Before joining the Graduate School of Information Science and Technology (IST), I first secured a position at the Institute of Scientific and Industrial Research at the University of Osaka, where my supervisor, Professor Yasushi Yagi, happened to be a wine enthusiast. Through Professor Yagi’s connections, I participated in a gathering of academic researchers with a shared interest in wine and ended up visiting a vineyard in Yamanashi.
What struck me there was a scene where, while the vineyard staff was pruning the vines based on their own experience, a distinguished professor of agricultural science was offering advice, saying, “That’s not quite right.”

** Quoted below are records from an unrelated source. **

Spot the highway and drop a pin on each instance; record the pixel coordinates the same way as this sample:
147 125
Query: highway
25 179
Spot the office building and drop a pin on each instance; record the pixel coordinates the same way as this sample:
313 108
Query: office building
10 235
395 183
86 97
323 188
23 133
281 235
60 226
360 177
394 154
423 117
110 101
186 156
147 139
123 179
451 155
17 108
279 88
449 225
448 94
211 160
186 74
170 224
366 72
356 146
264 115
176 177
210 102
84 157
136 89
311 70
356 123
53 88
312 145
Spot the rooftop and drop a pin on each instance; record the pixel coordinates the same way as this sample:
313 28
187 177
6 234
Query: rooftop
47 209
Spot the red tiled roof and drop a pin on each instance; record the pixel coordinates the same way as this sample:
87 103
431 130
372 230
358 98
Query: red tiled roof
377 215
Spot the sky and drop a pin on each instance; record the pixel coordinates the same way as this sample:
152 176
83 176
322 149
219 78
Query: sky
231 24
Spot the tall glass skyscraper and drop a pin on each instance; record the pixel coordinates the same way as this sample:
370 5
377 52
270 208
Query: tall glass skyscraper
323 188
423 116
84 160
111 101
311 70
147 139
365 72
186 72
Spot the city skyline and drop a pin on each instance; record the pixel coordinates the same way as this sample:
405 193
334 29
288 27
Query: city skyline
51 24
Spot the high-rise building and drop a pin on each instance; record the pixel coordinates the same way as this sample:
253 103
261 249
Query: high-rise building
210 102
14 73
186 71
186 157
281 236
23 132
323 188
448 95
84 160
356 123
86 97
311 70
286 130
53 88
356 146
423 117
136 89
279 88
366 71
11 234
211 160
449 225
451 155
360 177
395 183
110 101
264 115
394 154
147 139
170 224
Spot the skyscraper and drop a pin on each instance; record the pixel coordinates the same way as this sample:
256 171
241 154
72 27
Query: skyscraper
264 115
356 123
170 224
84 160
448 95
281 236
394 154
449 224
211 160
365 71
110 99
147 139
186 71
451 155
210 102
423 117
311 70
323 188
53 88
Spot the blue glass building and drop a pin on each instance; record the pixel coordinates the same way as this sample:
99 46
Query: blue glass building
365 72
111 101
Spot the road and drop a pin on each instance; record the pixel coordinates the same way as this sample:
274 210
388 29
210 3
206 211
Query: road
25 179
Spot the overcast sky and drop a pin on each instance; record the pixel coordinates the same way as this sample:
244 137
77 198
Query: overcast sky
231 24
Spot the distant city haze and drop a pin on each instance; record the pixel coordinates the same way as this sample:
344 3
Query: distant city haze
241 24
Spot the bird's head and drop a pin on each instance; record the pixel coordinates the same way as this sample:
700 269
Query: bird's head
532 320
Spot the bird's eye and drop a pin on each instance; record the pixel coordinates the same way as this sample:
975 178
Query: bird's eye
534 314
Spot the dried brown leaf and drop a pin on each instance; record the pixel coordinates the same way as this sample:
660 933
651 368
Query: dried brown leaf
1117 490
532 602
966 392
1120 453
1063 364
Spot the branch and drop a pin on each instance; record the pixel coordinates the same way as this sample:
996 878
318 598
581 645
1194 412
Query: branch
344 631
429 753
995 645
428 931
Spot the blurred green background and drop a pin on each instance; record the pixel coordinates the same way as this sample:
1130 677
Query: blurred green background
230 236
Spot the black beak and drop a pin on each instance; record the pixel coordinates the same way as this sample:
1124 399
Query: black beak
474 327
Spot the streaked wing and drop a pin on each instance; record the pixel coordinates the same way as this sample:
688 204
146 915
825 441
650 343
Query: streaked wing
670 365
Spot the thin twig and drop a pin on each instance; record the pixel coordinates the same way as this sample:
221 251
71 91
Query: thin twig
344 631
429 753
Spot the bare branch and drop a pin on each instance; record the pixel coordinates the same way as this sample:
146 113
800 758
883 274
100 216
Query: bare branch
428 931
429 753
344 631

If pruning is done even slightly incorrectly, the grapes will not grow well. Realizing that agriculture is by no means a straightforward task, even for experienced professionals, I began to think about how computers could support them in overcoming these challenges. I reasoned that if a computer could analyze images of plants and recommend, “Prune here,” we could avoid relying on individual expertise while also aiming to improve efficiency and reduce the need for manual labor. That’s where my current research began. From 2017 to 2021, I served concurrently as a researcher for JST’s (Japan Science and Technology Agency) PRESTO program, which allowed me to meet others working in related fields and expand my research network.
In terms of efforts toward social implementation, we frequently receive inquiries from manufacturers involved in crop production and processing, as well as agricultural machinery manufacturers. It seems that corporate representatives are particularly interested in physical AI—that is, entrusting agricultural work to robots.
As such, the introduction of information technology into agriculture is a hot area for social implementation. However, personally, I feel a sense of urgency that this field must become even more prominent, or agriculture will not be able to survive. I am on good terms with researchers in related fields at the Graduate School of Agricultural and Life Sciences at the University of Tokyo and with agricultural startups, and we are conducting joint research. I hope that this field will accelerate further in both the information technology and agricultural sectors.